The American tech giant Google was penalised by the French antitrust authority for failing to follow its instructions on how to conduct negotiations with publishers. The Competition Authority said this week that Google's appeal would not prevent the tech behemoth from paying the penalties.
The dispute centred on whether the Alphabet company violated temporary instructions given by the Competition Authority. It was also stated that such talks with any news publishers who requested them should take place within three months.
In July, the watchdog ordered Google to submit plans over the next two months detailing how it will reimburse news organisations and other publishers for the use of their content. If Google fails to comply, it could face fines of up to €900,000 per day.
APIG, a news publisher that represents the majority of major French print news publishers such as Le Figaro, Le Monde, SEPM, and AFP, is among those accusing Google of failing to hold negotiations with them to find common ground for online news content payment.
It should be understood that publishers can charge for the display of news "snippets" on search engine results under the European Union's copyright directive, which went into effect in 2019.
The penalty comes as online tech platforms like Google and Facebook face rising international pressure to share more of the revenue they earn from media publishers. Regulators are already putting pressure on them, concerned that they are exploiting their scale and market dominance to benefit themselves.

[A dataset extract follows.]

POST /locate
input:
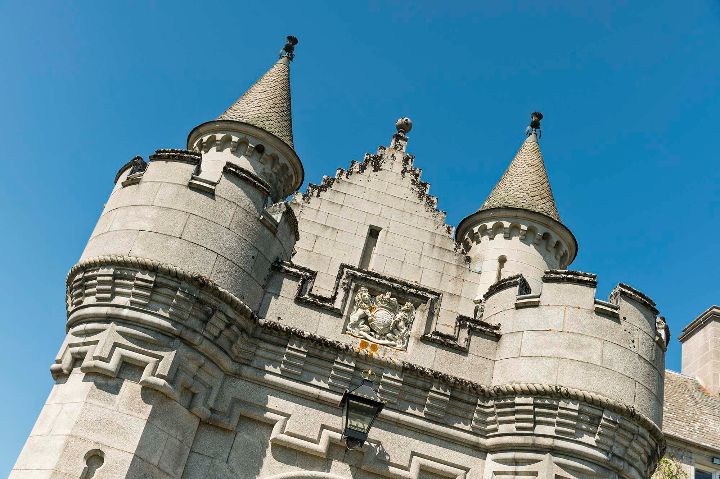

In February, as a result of the dispute between tech giants and publishers, Facebook temporarily removed news from its site for its Australian customers. After reaching an agreement with the Australian government, the social networking business altered its decision after a few days.
Two antitrust investigations into the social media platform have been launched by regulators in the United Kingdom and Europe, while Britain's Competition and Markets Authority (CMA) began a probe into Google and Apple since becoming an independent regulator in its own right in January following the country's exit from the European Union.
In 2020, Google unveiled its News Showcase service, which has storey panels prepared by partner publications, as well as a $1 billion (£730 million) payment to publishers for their material over the next three years.